Ça n’a pas d’allure qu’un médecin puisse avoir un bénéfice en fonction du dosage qu’il donne. S’il y a un intérêt à donner un dosage plus important parce que ça lui rapporte plus d’argent, ce n’est pas basé sur le besoin du patient, manifestement.

Le Dr Yves Robert, secrétaire du Collège des médecins

Le Dr Robert ajoute : « Ça contrevient à l’article 73 [du code de déontologie], qui interdit aux médecins d’obtenir un avantage financier par l’ordonnance de médicaments. »

Le Collège des médecins affirme qu’il lui est cependant très difficile d’enquêter sur la mécanique de fonctionnement de ces cliniques, puisque l’autorité de ses enquêteurs est limitée aux actes faits par les médecins.

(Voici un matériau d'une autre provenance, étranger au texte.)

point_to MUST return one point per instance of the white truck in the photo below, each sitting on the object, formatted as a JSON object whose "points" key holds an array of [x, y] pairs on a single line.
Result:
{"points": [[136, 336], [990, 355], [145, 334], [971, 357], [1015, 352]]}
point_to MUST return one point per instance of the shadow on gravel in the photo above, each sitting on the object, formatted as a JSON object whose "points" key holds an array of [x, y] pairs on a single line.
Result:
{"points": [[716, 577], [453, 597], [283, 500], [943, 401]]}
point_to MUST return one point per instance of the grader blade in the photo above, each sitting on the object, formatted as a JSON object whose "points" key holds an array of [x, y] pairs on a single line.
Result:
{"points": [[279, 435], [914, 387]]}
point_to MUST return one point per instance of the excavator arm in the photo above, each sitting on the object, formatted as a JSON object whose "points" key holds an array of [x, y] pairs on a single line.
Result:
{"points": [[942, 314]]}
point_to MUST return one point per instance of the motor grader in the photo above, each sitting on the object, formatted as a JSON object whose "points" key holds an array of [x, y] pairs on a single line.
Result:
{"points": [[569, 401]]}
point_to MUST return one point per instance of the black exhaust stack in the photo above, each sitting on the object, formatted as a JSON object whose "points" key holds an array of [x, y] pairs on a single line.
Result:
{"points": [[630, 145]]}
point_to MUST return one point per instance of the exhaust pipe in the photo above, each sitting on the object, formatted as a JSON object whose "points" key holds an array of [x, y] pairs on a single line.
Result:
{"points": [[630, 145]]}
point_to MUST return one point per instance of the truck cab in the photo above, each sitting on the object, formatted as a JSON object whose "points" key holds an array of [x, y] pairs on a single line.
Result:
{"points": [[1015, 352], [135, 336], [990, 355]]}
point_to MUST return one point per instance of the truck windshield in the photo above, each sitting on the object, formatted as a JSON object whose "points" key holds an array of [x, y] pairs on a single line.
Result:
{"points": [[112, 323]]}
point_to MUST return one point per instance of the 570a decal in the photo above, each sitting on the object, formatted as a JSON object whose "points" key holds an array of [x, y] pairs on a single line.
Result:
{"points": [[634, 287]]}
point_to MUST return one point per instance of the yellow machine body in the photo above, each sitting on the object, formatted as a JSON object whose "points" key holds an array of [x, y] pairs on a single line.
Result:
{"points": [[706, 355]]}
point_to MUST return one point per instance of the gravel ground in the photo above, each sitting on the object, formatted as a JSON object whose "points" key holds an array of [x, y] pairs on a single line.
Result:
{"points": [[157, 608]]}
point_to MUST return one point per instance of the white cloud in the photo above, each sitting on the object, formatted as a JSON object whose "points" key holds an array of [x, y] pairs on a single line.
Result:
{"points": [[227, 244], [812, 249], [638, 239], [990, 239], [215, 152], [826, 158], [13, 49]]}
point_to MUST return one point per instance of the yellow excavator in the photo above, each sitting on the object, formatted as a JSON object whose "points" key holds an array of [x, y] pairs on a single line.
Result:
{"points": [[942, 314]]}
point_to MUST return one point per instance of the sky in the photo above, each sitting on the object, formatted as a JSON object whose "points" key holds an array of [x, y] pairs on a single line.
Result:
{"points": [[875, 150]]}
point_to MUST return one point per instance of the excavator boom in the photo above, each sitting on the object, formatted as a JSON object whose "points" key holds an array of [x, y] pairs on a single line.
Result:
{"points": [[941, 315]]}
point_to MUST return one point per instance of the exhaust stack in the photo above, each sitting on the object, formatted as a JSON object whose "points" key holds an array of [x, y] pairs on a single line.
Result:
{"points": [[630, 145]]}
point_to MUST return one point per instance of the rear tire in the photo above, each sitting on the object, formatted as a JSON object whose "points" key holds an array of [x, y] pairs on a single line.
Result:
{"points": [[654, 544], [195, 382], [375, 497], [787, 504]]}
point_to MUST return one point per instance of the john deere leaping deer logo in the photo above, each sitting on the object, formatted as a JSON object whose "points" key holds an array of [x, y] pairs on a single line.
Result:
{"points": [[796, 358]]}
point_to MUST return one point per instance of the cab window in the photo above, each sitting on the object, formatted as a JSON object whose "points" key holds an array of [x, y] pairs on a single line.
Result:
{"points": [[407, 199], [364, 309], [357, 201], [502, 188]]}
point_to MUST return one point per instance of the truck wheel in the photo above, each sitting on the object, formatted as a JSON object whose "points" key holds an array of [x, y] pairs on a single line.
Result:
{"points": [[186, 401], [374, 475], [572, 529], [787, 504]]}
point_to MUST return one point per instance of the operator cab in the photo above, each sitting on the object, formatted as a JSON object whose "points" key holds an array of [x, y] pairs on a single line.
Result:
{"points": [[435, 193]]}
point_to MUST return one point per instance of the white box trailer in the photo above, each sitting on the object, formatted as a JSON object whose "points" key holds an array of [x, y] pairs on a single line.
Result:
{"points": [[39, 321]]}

Les policiers disent de leur côté qu’ils n’arrivent pas à enquêter sur le stratagème, puisque le travail des médecins est strictement confidentiel et largement protégé par le privilège patient-médecin, indique une source policière qui a requis l’anonymat pour ne pas nuire aux enquêtes.

Ni Santé Canada ni le ministre de la Réduction du crime organisé, Bill Blair, n’ont voulu nous accorder une entrevue au sujet de cette problématique.

« La situation est troublante parce qu’on ne sent pas que tous les efforts sont faits au niveau de Santé Canada pour bien encadrer l’action de prescrire du cannabis à des fins médicales », a pour sa part commenté la ministre de la Santé du Québec, Danielle McCann.

Trois différentes sources de l’industrie du cannabis médicinal ont affirmé que des « opérateurs » très bien organisés s’occupent du volet administratif et juridique de la pratique des médecins qui collaborent avec ces cliniques, ce qui complexifie encore davantage les vérifications policières. 

« C’est un système qui est monté pour protéger la manière dont les médecins prescrivent le cannabis », dit Jose Dominguez, un spécialiste du cannabis médicinal qui est appelé à l’occasion à participer à des procès en tant que témoin expert. « C’est dommage, parce qu’il y a plusieurs raisons légitimes de prescrire du cannabis à des fins médicales. C’est un service nécessaire. Mais malheureusement, il y a de plus en plus d’abus », constate-t-il.